Viscount Bryce is reported to have said that the American Negro in the first thirty years of his liberation made greater advance than was ever made by the Anglo-Saxon in a similar period. Twice thirty years have now passed, producing rapid changes in Negro life. It is fitting to inquire into the signs of that progress. The progress of a people cannot be set down in figures. We may reckon their wealth, but we cannot measure the struggles that secured their possessions. As one counts their schoolhouses and the children who go into them, as one works out the percentages of illiteracy and considers their alertness in learning to read, to write, and to figure, he may remember that these are only a part of their struggles upward from the dark caverns of ignorance. Counting the offices they hold, the votes they cast, and the participation they take in civic affairs is a very meager means of reckoning their progress in the habits of self-government.
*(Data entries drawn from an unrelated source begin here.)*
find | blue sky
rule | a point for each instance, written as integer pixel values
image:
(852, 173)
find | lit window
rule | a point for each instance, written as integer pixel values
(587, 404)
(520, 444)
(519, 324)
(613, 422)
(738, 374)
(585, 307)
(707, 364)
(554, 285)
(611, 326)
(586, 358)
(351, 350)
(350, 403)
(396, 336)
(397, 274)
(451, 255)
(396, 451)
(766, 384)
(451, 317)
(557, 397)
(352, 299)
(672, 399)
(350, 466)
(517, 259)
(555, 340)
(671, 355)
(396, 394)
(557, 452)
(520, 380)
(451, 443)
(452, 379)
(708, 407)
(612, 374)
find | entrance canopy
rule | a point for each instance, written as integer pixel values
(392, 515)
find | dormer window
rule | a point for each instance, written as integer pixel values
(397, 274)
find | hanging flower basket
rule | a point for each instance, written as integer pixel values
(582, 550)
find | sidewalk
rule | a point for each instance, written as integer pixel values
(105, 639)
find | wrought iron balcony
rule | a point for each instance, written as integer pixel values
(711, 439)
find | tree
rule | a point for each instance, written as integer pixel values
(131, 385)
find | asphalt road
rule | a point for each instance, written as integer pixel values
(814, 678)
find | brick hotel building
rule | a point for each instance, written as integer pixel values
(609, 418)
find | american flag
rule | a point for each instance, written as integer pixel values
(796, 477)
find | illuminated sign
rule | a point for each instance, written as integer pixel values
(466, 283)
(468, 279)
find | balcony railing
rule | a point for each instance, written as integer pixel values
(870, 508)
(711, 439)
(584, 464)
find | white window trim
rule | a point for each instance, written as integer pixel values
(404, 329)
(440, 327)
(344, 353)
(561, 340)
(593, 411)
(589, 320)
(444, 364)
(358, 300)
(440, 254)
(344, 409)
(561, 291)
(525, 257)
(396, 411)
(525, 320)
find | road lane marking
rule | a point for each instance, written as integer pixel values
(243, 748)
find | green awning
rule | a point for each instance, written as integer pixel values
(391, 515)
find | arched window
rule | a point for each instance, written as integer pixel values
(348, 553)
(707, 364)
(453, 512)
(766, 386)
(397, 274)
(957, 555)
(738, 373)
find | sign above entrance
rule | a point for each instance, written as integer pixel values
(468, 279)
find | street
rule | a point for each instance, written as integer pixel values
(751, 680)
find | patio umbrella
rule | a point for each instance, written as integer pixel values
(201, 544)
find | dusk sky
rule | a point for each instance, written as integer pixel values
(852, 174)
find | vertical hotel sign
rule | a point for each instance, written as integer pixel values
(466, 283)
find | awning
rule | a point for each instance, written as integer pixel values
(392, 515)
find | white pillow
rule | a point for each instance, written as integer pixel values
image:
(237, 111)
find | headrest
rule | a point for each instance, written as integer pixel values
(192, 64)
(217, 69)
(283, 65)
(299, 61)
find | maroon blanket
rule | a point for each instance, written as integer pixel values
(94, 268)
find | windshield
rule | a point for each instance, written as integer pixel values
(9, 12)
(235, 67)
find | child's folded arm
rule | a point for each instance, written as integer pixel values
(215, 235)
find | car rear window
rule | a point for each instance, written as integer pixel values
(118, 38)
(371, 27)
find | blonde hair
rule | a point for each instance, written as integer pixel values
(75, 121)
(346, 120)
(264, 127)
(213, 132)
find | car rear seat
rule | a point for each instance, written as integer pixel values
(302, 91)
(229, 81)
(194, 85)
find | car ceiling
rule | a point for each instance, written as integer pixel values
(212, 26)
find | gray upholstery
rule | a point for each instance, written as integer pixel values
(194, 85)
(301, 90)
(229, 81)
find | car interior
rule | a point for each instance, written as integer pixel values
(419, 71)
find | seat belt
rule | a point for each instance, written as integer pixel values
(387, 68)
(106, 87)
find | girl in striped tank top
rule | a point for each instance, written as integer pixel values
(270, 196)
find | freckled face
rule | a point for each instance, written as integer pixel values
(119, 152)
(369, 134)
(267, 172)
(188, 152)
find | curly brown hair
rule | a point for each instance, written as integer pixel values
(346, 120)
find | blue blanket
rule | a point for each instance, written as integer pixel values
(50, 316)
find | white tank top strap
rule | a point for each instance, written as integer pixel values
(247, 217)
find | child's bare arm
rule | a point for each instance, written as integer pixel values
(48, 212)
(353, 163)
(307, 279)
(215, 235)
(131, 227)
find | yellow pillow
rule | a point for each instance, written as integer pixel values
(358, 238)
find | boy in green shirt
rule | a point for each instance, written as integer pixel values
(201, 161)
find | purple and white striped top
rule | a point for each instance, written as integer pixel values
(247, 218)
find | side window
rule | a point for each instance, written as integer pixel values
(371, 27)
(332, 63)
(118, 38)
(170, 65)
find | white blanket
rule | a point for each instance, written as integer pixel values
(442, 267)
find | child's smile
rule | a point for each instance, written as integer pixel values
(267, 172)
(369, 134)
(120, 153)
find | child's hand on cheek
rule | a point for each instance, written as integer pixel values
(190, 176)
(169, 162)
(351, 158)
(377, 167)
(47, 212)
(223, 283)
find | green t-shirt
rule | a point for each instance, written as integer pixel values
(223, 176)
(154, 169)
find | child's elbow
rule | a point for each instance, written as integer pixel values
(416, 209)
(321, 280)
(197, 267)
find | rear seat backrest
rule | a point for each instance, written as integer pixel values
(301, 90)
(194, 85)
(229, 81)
It is also impossible to picture the development from slave cabins to homes and families of culture and refinement.

These are positive signs, however, of the onward march of a people struggling up from serfdom towards freedom, from ignorance towards intelligence, from poverty towards competence, and from degradation towards the place where one of the world's great statesmen acknowledges that the rapidity of their progress has outstripped that of his own people. The circumstances have, of course, been unique. Negroes have lived among most aggressive and progressive neighbors. The strongest political power was thrown into the scales to raise them from the status of slaves to that of legal freedmen. As Negroes had been the main labor dependence of the South, when slave labor was no longer legal, their labor was then in demand on a wage basis. It is true that the wages were often meager, and the conditions of life on the plantation were sometimes little removed from previous conditions. It cannot be denied, furthermore, that the freedmen were shut out from many of the higher avenues of employment and that discriminations of many kinds were practiced against them. But ere the smoke of the Civil War had cleared away, missionary teachers, evangels they were, opened schoolhouses and set before the freedmen, not only the rudiments of knowledge, but examples of clean living, high thinking, and brotherly cooperation. There is no brighter page in the history of Christian missions than the work and devotion of these teachers.

But no matter what the surroundings were or what encouragement they have had, unless there had been inherent in the Negro people large capacities, unbounded aspirations and a willingness to work, there never would have been such progress in sixty years. Starting as they did with meager resources in wealth and in intelligence, they entered the paths of freedom with their faces set toward the rising sun of progress and their hearts singing hopeful songs of reward. To paraphrase what Frederick Douglass once said of himself, Negroes should be considered, not by the heights they have reached, but by the depths from which they have come.